With this in mind, you only need to worry about transforming pure boolean values. Expressions such as:
exists (select * from B where B.y=A.y)
and:
A.x in (1,2,3)
are already in a workable form. Meaning, statements like:
IF (EXISTS(SELECT 1 FROM Table))
and:
IF (value IN (list))
are already correct. So you just need to worry about the fact that "1" for "True" is not by itself enough. Hence, you can convert "1" values to boolean expressions by testing if they are in fact equal to "1". For example:
IF (value = 1)
is the equivalent of what you previously had as:
IF (value)
Putting all of this together, you should be able to simply translate all instances of pure boolean values of the old code into boolean expressions in the form of "value = 1" since a 1 will produce a True, 0 will produce False, and NULL will give you False.
HOWEVER, the real complexity is that SELECTing the value vs. testing with it via a WHERE condition is different. Boolean expressions evaluate correctly in WHERE conditions but have no direct representation to SELECT (especially since NULL / Unknown isn't really boolean). So, you can use the "Value = 1" translation in WHERE conditions but you will still need a CASE statement if you want to SELECT it as a result.

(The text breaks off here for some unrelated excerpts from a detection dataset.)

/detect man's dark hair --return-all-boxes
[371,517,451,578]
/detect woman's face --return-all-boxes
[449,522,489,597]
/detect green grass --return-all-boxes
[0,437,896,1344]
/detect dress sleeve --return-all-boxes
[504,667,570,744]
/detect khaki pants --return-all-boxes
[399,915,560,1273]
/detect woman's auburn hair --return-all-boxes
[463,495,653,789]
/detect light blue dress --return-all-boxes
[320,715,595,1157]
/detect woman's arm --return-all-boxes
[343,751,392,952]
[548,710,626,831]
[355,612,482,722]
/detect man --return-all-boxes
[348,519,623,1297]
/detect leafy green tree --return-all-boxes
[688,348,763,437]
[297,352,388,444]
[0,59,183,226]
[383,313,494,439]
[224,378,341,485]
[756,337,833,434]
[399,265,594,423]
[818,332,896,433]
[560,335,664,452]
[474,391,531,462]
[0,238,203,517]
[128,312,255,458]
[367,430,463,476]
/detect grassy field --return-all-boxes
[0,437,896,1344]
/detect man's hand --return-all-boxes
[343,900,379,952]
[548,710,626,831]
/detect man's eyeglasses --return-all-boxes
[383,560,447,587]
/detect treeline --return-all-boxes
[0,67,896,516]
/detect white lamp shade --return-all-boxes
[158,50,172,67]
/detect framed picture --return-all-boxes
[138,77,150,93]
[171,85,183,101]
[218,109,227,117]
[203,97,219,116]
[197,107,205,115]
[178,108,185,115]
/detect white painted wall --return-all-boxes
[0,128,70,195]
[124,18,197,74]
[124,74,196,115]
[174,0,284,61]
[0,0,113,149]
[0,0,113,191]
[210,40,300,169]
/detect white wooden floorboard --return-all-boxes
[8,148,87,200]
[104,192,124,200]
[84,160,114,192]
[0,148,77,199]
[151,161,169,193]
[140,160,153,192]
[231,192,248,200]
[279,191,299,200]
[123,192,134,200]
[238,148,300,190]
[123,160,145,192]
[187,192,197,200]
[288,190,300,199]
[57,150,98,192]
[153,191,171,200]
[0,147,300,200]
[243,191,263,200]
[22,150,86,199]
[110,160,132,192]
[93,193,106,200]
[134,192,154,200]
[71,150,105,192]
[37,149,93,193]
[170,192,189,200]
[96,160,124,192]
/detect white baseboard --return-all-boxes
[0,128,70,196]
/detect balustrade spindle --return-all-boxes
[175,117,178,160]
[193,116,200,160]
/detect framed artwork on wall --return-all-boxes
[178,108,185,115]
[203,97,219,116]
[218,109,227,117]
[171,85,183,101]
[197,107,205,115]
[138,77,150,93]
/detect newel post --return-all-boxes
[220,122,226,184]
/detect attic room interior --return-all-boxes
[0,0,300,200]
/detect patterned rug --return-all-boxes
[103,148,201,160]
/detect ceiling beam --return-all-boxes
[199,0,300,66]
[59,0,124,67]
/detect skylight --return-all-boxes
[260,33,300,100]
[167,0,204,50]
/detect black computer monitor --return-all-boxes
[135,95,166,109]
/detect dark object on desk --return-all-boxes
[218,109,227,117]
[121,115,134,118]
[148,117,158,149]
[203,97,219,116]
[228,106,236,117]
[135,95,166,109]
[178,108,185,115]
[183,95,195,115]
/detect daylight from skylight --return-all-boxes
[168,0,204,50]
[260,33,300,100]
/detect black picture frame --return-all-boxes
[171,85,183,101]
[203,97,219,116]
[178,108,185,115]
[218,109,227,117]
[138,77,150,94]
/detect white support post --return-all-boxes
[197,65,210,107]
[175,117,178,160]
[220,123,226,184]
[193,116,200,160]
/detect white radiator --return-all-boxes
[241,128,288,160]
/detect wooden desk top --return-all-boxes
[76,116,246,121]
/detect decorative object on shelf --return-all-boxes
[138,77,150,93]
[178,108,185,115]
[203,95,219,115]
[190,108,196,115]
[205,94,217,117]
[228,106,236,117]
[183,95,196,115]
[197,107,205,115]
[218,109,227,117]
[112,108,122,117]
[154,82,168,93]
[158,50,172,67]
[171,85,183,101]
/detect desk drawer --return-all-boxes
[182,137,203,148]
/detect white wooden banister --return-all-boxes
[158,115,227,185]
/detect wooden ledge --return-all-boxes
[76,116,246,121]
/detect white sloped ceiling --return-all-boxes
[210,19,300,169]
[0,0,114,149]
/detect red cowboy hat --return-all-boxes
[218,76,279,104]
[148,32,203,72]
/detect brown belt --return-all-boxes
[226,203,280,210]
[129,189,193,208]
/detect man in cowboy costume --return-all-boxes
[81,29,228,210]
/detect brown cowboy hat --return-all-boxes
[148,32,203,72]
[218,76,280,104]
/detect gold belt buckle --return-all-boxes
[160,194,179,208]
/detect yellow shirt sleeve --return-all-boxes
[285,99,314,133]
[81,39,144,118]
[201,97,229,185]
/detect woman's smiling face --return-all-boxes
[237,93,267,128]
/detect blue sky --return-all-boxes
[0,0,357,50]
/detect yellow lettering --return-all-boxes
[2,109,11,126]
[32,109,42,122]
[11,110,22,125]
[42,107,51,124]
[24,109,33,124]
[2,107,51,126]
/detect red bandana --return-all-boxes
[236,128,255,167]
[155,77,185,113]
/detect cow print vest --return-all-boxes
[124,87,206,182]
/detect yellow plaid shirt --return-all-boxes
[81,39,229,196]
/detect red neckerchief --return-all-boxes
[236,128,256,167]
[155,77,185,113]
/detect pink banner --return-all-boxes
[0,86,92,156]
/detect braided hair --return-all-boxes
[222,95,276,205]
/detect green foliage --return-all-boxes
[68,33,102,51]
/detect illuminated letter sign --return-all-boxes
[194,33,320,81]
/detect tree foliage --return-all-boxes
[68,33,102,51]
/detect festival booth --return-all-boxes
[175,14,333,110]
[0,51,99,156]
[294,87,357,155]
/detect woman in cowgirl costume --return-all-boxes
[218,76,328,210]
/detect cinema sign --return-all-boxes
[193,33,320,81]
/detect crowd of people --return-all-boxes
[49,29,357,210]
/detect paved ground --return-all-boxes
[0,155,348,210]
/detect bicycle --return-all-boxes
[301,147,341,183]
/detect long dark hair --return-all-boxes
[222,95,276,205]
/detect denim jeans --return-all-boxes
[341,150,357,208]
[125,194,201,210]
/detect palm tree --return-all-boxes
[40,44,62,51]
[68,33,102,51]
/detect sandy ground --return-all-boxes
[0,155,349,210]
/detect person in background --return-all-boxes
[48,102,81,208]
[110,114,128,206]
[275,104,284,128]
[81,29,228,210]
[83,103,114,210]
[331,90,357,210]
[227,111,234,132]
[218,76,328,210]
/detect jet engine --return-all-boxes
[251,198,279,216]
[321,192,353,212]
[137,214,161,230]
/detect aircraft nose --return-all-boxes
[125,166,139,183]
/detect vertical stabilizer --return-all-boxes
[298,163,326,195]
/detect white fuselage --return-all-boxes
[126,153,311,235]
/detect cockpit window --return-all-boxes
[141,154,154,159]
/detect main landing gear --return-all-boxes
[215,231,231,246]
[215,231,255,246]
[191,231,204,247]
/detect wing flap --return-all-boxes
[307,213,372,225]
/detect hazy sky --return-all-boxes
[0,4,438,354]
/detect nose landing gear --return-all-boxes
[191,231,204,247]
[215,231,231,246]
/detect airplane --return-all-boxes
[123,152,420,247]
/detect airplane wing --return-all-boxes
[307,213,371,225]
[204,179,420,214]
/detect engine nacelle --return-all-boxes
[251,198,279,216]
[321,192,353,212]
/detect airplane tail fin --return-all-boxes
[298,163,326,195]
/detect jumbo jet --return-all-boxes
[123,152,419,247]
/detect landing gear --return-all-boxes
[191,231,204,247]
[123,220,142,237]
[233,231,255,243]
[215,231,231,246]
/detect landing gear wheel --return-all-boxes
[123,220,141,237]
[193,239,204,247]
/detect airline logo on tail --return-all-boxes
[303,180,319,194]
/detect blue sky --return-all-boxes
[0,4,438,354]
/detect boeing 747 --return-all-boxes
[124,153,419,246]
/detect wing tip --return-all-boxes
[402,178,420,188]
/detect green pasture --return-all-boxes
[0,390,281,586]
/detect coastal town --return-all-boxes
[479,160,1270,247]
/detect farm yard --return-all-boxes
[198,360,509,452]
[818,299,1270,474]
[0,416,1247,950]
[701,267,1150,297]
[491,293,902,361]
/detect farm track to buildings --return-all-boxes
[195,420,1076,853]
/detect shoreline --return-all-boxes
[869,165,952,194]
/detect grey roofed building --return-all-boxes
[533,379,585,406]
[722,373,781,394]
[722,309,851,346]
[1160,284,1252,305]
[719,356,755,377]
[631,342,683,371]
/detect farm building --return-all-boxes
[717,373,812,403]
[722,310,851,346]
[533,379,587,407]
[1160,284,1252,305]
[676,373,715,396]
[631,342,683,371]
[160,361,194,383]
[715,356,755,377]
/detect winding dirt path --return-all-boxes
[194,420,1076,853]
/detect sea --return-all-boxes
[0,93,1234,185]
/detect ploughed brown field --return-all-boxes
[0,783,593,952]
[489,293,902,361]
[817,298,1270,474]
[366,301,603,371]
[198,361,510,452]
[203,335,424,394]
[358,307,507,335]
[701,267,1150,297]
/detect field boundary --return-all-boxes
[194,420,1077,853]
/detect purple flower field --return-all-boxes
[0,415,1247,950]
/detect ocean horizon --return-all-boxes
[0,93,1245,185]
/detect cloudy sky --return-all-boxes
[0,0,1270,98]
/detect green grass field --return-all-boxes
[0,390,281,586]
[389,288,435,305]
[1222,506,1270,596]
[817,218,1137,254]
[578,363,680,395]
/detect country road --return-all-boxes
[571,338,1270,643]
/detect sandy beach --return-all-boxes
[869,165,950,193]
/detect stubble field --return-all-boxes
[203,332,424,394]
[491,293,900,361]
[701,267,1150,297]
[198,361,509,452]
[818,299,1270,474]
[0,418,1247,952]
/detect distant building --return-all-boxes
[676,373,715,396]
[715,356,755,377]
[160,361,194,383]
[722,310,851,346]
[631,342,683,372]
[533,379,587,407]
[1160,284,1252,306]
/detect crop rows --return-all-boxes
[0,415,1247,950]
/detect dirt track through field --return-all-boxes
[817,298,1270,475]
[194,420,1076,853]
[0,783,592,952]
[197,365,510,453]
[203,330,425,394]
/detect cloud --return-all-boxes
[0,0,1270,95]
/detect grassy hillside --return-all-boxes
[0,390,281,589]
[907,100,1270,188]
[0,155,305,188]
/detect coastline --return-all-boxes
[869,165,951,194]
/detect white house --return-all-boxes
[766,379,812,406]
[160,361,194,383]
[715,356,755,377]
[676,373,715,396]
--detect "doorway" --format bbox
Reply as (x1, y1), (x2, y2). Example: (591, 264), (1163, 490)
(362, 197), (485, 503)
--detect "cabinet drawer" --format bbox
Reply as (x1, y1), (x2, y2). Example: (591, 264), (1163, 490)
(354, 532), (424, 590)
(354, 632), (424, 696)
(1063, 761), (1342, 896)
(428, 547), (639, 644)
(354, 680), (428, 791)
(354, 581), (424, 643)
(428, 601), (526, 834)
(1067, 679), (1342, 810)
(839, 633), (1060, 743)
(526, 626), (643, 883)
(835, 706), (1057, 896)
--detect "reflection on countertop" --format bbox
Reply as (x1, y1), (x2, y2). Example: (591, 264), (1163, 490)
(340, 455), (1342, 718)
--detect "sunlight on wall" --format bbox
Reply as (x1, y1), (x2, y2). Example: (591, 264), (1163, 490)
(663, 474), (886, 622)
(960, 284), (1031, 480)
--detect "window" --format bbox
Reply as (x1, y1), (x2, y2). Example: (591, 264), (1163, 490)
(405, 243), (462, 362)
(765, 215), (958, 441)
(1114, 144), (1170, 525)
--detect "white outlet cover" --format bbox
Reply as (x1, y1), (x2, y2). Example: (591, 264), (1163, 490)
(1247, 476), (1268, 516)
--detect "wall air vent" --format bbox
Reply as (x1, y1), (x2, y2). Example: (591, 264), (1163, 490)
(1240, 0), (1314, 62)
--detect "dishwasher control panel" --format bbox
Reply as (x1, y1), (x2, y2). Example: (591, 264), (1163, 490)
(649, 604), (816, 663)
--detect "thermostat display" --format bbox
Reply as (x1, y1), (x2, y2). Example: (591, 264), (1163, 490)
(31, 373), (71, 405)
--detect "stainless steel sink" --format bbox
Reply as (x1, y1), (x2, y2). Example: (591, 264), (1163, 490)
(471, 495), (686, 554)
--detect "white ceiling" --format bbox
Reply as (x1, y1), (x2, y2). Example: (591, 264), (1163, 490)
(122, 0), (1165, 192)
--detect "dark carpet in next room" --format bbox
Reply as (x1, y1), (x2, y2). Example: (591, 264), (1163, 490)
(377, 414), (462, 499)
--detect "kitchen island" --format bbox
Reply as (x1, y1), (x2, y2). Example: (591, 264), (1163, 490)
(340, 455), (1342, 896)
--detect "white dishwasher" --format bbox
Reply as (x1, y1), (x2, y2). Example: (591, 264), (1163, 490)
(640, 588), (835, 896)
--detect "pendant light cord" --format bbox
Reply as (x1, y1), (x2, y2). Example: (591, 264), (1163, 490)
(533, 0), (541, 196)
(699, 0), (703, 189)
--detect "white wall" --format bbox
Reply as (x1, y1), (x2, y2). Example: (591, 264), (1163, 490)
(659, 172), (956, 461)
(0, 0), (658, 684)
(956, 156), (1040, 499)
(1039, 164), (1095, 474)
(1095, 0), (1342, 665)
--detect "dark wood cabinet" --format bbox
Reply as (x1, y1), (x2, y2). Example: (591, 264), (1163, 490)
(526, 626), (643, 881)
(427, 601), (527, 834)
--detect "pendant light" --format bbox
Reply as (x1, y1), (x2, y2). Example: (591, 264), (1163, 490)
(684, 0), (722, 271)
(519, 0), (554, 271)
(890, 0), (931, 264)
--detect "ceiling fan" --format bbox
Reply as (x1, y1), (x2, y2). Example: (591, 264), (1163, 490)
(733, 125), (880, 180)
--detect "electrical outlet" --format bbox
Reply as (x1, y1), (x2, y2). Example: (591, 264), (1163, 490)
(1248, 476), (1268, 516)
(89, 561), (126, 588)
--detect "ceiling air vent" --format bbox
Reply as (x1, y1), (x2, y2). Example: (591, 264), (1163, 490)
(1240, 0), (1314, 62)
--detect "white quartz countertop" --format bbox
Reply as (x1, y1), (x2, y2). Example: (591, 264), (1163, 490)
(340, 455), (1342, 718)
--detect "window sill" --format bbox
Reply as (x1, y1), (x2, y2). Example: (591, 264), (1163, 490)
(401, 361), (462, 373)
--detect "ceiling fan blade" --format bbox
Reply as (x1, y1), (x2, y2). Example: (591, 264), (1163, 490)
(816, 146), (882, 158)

As mentioned briefly a moment ago, since NULL / Unknown isn't truly boolean, it is meaningless trying to convert "NULL AND NULL" to NULL for the purposes of a WHERE condition. In effect, NULL is truly FALSE since it cannot be determined to be TRUE. Again, this might be different for your purposes in a SELECT statement which is again why the CASE statement is your only choice there.